Megaphone in hand, she harangues her troops, and reviews their paraphernalia – flags, slogans, and warm clothes. In a few weeks, Pat Cullen, 58, has become one of the faces of the historic caregiver strike, which continues this Wednesday, February 1 in the United Kingdom – half a million Britons are called to walk off to demand better wages.
“We can do it. We will be in the history books. It’s time to change our profession”. Since the beginning of the movement, at the end of 2022, the secretary general of the Royal College of Nursing (RCN) – a union which represents 450,000 workers in the health sector – has been on TV sets, produced mobilization videos, to convince her peers, and the general public to take an interest in their profession. She recounts the exhaustion and downgrading of her colleagues, the sexual assaults and the racism that there can be in the hospital environment.
“Some of these nurses cried with me. They walked with me and showed me the food banks they were reduced to using. They told me about the fears they had about their children returning school and not being able to afford their shoes. It was heartbreaking,” she told the Guardianin a portrait which was dedicated to her in mid-January and which presents her as a formidable negotiator.
A strike in the middle of epidemic season
By dint of media interventions and tours on the picket lines, this farmer’s daughter, five of her seven brothers and sisters of whom are part of the profession, led her colleagues to vote for a historic strike: for the first time since the creation of the RCN 106 years ago, they stopped work on December 15 and 20, when the season is favorable for hospitalizations. In the month of December alone, 30,000 operations and medical procedures were canceled in connection with the movement.
A historic strike, which erodes the minimum service while caregivers usually refuse to let their patients down. But don’t go telling Pat Cullen that the movement is happening in spite of the sick. “People are not dying because nurses are on strike; nurses are on strike because people are dying from a lack of means”, she replied to L’Express, when we questioned her at the end of December 2022.
Since then, the movement has continued, and has spread to other trades, as evidenced by the motley crowds observed on Wednesday. In the field, the 41-year-old nurse insists, in a calm but firm tone, that because of austerity policies, nurses’ salaries have fallen by nearly 20% in ten years, in terms of real. Thus, the RCN is calling for a salary increase of around 19% in the face of inflation of 10.5%. What the British Ministry of Health refuses.
“I’m going all the way”
Pat Cullen came into the business working in the mental health sector. Her first fight took place in a psychiatric hospital, in Antrim, Northern Ireland, in 1983. She wrote to the management to complain about a “heartless policy” according to which difficult patients were deprived of their personal items. “It was totally unfair…These people were sick…They couldn’t cope without their stuff,” she recently told the Guardian. She won this battle.

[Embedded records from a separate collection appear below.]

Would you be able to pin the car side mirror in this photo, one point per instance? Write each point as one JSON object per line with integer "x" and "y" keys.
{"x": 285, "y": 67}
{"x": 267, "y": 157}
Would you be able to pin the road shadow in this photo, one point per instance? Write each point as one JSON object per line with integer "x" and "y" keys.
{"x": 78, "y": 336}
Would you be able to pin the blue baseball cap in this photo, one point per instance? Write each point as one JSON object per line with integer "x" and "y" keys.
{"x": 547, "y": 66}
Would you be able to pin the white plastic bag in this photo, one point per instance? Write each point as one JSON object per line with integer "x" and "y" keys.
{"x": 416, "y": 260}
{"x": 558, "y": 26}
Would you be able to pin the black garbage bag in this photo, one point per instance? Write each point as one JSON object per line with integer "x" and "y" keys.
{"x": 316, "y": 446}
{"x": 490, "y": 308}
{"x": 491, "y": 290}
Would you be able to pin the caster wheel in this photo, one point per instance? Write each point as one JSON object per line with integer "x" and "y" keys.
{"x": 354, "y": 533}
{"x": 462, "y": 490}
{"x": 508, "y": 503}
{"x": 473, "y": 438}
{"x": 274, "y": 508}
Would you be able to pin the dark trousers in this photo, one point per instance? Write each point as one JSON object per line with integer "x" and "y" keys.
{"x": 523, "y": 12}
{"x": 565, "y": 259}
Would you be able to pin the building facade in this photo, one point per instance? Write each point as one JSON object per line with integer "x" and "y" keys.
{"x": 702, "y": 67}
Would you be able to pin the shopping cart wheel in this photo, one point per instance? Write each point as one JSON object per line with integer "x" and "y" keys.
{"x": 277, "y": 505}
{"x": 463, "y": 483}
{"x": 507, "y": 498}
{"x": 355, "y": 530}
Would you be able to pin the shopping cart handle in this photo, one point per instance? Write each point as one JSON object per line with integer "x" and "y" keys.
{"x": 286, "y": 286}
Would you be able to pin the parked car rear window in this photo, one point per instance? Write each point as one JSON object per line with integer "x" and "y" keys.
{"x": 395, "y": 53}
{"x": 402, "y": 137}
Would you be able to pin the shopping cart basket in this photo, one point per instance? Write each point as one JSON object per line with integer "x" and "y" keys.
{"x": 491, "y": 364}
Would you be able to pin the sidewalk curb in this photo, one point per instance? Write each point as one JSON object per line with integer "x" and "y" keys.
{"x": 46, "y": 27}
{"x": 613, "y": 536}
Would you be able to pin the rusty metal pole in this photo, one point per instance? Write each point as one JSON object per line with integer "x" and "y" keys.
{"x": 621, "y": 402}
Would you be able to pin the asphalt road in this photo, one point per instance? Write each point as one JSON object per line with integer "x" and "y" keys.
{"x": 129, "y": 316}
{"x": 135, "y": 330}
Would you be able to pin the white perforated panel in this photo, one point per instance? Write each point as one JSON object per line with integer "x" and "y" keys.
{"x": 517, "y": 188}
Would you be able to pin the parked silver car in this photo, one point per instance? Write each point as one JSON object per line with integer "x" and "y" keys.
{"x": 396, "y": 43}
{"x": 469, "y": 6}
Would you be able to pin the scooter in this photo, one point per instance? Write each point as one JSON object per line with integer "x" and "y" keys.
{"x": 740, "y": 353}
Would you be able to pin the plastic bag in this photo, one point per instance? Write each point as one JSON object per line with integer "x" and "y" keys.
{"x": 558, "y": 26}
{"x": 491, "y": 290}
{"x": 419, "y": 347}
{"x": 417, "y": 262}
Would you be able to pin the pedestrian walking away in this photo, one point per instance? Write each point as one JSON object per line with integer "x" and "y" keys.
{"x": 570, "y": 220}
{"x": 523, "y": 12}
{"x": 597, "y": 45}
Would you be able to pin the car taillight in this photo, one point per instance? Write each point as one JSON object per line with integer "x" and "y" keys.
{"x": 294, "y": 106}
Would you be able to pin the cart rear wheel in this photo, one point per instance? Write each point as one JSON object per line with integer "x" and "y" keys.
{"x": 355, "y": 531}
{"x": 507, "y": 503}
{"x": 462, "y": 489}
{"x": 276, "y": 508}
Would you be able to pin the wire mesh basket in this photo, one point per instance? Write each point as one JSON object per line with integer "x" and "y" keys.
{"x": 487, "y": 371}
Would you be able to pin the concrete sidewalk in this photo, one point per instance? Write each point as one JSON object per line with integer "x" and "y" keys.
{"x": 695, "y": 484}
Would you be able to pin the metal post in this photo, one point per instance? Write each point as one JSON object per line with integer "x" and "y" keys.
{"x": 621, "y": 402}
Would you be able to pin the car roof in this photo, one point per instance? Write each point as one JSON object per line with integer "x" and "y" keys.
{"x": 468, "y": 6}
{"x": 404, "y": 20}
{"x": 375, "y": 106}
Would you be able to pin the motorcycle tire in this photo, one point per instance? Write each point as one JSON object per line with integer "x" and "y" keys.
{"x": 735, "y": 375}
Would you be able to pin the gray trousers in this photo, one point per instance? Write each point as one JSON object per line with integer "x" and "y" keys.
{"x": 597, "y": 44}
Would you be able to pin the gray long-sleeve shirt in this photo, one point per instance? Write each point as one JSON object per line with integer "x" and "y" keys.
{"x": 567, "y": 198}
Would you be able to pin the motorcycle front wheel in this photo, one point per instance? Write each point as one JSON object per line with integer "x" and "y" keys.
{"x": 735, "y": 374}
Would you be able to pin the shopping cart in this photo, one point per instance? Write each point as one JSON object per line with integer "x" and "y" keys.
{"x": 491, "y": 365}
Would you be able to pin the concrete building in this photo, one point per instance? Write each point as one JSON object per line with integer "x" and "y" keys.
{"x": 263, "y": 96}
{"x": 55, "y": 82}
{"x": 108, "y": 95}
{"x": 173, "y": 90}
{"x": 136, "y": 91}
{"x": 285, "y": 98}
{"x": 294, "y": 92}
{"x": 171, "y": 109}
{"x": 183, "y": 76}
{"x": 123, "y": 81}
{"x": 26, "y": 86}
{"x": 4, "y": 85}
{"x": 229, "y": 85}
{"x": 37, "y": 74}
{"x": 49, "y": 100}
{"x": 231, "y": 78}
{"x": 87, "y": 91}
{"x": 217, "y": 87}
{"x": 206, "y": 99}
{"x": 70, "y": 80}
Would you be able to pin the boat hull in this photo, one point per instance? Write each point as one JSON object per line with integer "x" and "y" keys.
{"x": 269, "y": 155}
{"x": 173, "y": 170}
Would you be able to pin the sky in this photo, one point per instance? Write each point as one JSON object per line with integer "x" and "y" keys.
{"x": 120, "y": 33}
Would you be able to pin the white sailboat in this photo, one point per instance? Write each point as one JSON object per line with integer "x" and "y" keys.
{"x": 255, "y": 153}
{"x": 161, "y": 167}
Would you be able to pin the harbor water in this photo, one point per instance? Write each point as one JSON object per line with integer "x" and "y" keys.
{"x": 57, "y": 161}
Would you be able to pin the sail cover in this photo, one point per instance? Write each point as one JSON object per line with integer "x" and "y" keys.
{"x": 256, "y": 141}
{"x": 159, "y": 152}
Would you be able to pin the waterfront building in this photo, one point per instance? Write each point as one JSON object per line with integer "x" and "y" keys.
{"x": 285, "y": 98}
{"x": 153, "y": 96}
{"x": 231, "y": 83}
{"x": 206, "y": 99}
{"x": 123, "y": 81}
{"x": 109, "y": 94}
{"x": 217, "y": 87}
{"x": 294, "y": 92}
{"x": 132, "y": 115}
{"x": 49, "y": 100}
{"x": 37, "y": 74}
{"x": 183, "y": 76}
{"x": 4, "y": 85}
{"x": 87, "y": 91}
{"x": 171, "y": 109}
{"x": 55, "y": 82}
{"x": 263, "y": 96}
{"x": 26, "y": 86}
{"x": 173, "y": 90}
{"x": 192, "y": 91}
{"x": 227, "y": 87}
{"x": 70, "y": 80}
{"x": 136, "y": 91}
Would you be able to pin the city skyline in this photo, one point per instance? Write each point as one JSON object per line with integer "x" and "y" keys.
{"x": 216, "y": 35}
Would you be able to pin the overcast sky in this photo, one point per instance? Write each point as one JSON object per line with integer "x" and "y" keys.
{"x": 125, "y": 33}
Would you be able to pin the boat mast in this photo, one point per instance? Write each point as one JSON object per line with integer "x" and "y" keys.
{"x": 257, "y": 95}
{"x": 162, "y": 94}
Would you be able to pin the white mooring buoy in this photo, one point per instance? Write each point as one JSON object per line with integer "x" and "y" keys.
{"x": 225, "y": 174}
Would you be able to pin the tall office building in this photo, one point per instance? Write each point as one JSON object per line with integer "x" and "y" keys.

Pat Cullen has always been a member of the RCN, but in 2019 she was appointed director for Northern Ireland. For seven months, she led a nurses’ strike for a pay rise. It was the first movement since the creation of the union. Since then, the nurse keeps repeating: “When I believe in something, I go all the way”. While other sectors are on strike, the nurses’ movement is one of the most popular in the UK. Two other days of mobilization are announced for February 6 and 7, affecting more hospitals.